Figure \(\PageIndex{1}\): Matrices of different dimensions (CC BY-NC-SA; Marcia Levitus)

Some types of matrices have special names:

A square matrix:\[\begin{pmatrix} 3 &-2 &4 \\ 5 &3i &3 \\ -i & 1/2 &9 \end{pmatrix} \nonumber\] with \(m=n\)
A rectangular matrix:\[\begin{pmatrix} 3 &-2 &4 \\ 5 &3i &3 \end{pmatrix}\nonumber\] with \(m\neq n\)
A column vector:\[\begin{pmatrix} 3 \\ 5\\ -i \end{pmatrix}\nonumber\] with \(n=1\)
A row vector:\[\begin{pmatrix} 3 &-2 &4 \\ \end{pmatrix}\nonumber\] with \(m=1\)
The identity matrix:\[\begin{pmatrix} 1 &0 &0 \\ 0 &1 &0 \\ 0&0 &1 \end{pmatrix}\nonumber\] with \(a_{ij}=\delta_{i,j}\), where \(\delta_{i,j}\) is a function defined as \(\delta_{i,j}=1\) if \(i=j\) and \(\delta_{i,j}=0\) if \(i\neq j\).
A diagonal matrix:\[\begin{pmatrix} a &0 &0 \\ 0 &b &0 \\ 0&0 &c \end{pmatrix}\nonumber\] with \(a_{ij}=c_i \delta_{i,j}\).
An upper triangular matrix:\[\begin{pmatrix} a &b &c \\ 0 &d &e \\ 0&0 &f \end{pmatrix}\nonumber\] All the entries below the main diagonal are zero.
A lower triangular matrix:\[\begin{pmatrix} a &0 &0 \\ b &c &0 \\ d&e &f \end{pmatrix}\nonumber\] All the entries above the main diagonal are zero.
A triangular matrix is one that is either lower triangular or upper triangular.

The Trace of a Matrix

The trace of an \(n\times n\) square matrix \(\mathbf{A}\) is the sum of the diagonal elements, and formally defined as \(Tr( \mathbf{A})=\sum_{i=1}^{n}a_{ii}\).

For example,

\[\mathbf{A}=\begin{pmatrix} 3 &-2 &4 \\ 5 &3i &3 \\ -i & 1/2 &9 \end{pmatrix}\; ; Tr(\mathbf{A})=12+3i \nonumber\]
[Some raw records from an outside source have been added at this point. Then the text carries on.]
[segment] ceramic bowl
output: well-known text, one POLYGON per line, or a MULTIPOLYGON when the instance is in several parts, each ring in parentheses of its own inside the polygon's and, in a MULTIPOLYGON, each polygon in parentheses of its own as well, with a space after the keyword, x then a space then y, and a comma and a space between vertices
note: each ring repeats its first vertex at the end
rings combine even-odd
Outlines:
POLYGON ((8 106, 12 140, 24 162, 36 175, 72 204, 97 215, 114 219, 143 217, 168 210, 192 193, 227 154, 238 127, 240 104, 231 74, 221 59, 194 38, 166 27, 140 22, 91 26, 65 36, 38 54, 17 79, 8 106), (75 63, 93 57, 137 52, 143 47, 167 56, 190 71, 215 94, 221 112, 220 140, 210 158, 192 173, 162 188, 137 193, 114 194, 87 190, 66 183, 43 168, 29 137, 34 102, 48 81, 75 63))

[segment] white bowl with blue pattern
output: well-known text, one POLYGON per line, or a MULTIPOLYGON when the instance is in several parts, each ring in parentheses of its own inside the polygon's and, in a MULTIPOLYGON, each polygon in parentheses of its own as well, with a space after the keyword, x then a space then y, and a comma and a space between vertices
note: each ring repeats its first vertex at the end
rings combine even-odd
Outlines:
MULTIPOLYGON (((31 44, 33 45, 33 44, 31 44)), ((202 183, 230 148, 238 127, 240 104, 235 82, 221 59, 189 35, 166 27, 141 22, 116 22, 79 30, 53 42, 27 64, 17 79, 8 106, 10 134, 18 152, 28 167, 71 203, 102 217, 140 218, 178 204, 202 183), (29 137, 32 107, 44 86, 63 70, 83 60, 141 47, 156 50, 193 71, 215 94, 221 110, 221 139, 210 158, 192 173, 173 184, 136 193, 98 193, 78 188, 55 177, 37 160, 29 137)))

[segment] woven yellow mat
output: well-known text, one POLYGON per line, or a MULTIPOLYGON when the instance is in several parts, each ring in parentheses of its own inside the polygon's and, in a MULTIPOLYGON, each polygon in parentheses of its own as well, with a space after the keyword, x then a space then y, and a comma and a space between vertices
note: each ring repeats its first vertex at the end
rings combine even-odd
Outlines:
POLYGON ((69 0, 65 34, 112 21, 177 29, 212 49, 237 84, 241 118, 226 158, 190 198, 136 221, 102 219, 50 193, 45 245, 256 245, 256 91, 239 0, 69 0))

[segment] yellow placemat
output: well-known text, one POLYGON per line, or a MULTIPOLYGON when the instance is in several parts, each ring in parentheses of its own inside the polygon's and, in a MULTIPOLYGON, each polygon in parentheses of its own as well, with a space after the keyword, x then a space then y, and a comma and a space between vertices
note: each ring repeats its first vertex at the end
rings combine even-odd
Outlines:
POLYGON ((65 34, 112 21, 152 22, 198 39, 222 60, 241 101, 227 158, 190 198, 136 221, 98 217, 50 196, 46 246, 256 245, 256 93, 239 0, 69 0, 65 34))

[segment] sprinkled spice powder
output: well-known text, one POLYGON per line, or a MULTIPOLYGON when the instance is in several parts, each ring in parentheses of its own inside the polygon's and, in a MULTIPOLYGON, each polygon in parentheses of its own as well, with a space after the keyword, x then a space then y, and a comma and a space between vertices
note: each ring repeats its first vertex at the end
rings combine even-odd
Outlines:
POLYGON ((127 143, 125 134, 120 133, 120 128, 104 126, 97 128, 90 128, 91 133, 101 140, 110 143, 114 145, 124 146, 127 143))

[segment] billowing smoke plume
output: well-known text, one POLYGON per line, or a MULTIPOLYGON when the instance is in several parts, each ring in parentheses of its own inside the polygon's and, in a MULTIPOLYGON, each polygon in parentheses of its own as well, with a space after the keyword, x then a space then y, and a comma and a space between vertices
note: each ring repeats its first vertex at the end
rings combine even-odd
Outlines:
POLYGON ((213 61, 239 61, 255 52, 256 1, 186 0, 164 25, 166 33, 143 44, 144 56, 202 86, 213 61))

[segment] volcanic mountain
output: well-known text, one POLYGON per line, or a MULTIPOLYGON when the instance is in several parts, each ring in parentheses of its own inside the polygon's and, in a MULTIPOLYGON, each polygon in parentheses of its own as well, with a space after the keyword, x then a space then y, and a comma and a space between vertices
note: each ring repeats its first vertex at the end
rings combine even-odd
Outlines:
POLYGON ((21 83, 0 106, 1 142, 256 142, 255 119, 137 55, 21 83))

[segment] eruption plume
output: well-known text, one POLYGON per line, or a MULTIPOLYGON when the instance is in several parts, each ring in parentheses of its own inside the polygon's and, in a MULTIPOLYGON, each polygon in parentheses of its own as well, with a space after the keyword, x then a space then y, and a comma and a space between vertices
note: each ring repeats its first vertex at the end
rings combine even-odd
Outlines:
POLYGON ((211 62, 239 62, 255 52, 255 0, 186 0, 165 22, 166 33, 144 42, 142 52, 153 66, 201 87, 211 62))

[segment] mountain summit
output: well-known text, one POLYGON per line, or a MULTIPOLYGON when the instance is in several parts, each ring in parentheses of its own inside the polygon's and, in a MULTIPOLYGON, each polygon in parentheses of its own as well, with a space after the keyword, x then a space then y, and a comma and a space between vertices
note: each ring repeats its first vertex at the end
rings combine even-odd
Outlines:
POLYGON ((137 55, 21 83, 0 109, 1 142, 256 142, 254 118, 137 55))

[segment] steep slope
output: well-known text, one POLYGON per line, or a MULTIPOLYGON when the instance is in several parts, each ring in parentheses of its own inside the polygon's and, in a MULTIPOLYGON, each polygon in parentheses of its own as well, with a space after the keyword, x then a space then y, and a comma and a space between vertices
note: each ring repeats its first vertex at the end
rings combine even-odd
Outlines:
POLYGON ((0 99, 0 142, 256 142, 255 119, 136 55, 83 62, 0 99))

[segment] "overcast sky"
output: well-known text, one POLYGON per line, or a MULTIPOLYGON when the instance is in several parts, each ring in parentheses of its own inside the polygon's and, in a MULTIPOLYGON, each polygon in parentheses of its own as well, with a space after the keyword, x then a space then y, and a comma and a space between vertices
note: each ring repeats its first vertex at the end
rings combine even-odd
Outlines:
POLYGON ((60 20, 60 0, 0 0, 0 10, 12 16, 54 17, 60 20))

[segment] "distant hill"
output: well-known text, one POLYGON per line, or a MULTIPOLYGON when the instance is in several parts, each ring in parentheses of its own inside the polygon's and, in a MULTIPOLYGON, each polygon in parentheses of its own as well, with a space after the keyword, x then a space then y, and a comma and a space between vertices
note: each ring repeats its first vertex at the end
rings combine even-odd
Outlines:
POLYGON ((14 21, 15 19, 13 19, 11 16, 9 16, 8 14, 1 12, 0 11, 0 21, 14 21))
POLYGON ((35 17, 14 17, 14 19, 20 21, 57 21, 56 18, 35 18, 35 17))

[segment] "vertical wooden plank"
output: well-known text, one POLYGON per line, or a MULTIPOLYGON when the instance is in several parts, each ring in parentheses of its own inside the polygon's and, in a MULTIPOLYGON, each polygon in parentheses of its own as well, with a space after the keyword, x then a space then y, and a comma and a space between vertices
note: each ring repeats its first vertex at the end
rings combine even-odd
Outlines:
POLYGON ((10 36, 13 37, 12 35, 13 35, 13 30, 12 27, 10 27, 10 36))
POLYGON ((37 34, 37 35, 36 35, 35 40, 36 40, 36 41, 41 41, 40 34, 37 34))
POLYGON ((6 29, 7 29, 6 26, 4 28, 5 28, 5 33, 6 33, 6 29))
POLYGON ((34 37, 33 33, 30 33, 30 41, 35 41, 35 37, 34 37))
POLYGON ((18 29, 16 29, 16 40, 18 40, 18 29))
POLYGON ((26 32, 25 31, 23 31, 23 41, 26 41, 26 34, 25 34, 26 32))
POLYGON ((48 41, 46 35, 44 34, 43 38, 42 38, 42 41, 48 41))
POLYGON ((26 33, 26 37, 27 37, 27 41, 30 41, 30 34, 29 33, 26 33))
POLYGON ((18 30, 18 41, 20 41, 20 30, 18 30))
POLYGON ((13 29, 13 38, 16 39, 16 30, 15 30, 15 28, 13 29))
Singular and Nonsingular Matrices

A square matrix with nonzero determinant is called nonsingular. A matrix whose determinant is zero is called singular. (Note that you cannot calculate the determinant of a non-square matrix).

The Matrix Transpose

The matrix transpose, most commonly written \(\mathbf{A}^T\), is the matrix obtained by exchanging \(\mathbf{A}\)’s rows and columns. It is obtained by replacing all elements \(a_{ij}\) with \(a_{ji}\). For example:

\[\mathbf{A}=\begin{pmatrix} 3 &-2 &4 \\ 5 &3i &3 \end{pmatrix}\rightarrow \mathbf{A}^T=\begin{pmatrix} 3 &5\\ -2 &3i\\ 4&3 \end{pmatrix} \nonumber\]